New York City–based interior designer Emma Beryl’s latest clients live in a quintessential Upper East Side building (think: Charlotte York-Goldenblatt’s address in Sex and the City). There’s an elevator operator, a formal doorman, and 1920s prewar charm galore. So naturally, when the couple set out to renovate the three-bedroom space, Beryl embraced the neighborhood’s classic style. “But we also didn’t want it to feel like we were setting unrealistic expectations for a young family to live in,” says the designer. With that in mind, she embraced traditional furniture silhouettes in fun colors (peep the Aegean blue sofa) and similarly opted for elegant millwork in the main bedroom, but swathed everything in a soft green paint color.
Before Beryl could get to work, architect Gary Eisner and his team at BuiltIn Studio reoriented the apartment’s layout. The split-level living area was changed into a guest bedroom; all the doorways were made extra-high as a nod to the space’s grand prewar roots; and they added steel doors in between the more public entertaining areas and the hallway leading to the bedrooms.

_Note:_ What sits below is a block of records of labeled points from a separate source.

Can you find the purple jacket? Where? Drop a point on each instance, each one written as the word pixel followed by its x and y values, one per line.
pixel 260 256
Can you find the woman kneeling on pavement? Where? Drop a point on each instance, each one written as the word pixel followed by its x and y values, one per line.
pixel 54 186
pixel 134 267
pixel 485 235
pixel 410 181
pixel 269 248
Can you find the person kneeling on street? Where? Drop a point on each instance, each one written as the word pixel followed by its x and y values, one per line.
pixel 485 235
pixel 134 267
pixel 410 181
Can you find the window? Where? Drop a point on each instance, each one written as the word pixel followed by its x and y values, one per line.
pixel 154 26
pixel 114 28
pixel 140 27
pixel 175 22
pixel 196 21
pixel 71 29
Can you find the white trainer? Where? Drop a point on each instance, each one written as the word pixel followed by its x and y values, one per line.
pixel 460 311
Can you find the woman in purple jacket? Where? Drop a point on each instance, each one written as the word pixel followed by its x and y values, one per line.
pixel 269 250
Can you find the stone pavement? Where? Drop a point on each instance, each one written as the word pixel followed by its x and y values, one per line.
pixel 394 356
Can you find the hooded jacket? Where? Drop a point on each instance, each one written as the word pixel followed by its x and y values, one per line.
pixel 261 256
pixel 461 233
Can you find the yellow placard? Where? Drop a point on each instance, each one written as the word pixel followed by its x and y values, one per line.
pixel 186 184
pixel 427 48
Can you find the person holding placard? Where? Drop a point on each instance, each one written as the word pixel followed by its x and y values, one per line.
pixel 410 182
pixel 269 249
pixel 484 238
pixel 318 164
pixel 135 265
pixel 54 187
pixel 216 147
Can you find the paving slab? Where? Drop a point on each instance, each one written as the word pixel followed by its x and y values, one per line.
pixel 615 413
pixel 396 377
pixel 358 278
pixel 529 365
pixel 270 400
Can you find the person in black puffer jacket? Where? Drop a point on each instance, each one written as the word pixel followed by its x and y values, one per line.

With the home’s flow in a solid place, the designer sought a balance between “old New York and new Park Avenue.”
Make a Closed-Off Kitchen Feel Open Concept
While the kitchen’s zigzag-like layout isn’t all that conducive to entertaining, Beryl didn’t mind it that way. “Opening up the kitchen would have been a departure from that old-world, classic Upper East Side apartment style,” she explains. Still, the designer wanted to make it a place where the couple’s toddler could hang out while dinner is in the works, so she reserved one corner for a tiny breakfast nook. The long bench is finished with thick-weave Maharam fabric, so it’s extra-durable.
The dark blue cabinets also strike a balance between modern and traditional: Typical Shaker rails and stiles would have looked too stuffy, so Beryl went with a thin beading around the door edges for a fresh look.
Save a Spot for the Adults
In a space most would designate as a bedroom, Beryl created a library-slash-WFH zone for the adults in the house. “When they have friends over and don’t want to be in kid-land, they have a place where they can sit and have a drink,” she notes of the toy-free spot. Fully enveloping every surface in the same rich navy hue (it’s even on the ceiling in the form of wallpaper) makes the private area feel like a cozy cocoon.
Go (Light!) Green
One of Beryl’s top tools for making a home feel less formal and more family-friendly is paint. Farrow & Ball’s Cromarty is a muted green inspired by a place of swirling mists and, in the bedroom, it achieves the desired effect. Beryl swathed the walls and new closets in the shade, and rather than leave the gap underneath the windowsill empty, she doubled down on function with a storage bench. No room for a TV? No problem. A projector screen is hidden behind the roman shade so when the homeowners are in bed they can simply wind it down.
Achieve Family-Friendly With Wallpaper
In the secondary bathroom, Beryl sought a different type of balance: guest- and kid-friendly. (The room is mostly used by the couple’s 3-year-old, but it had to be fit for out-of-towners, too.) Covering the walls in a playful wallpaper print gives it a fun touch come bath time, while the simple square shower tiles and dark grout keep things looking streamlined.
There’s no mistaking that a kid lives in the second bedroom, though. Beryl chose a jungle-themed wallpaper from Etsy and used it on all the walls to really transport the little one to the depths of the Amazon. The powder room presents another full-force pattern moment. Because the space is connected to a small Peloton area, Beryl kept the sports theme going with a swimmer-inspired print.
Don’t Let Your Windows Go Bare
For her final touch, Beryl addressed the apartment’s window treatments. “It always ends up being the hardest conversation because they’re expensive and I think they make people nervous,” notes the designer. Her argument? “It’s also the biggest glow-up.” One example is in the living room, where blue patterned drapes adds a strong punch. “It makes it like a celebratory event,” she continues. “It’s another opportunity to add something beautiful, so you need to take it.”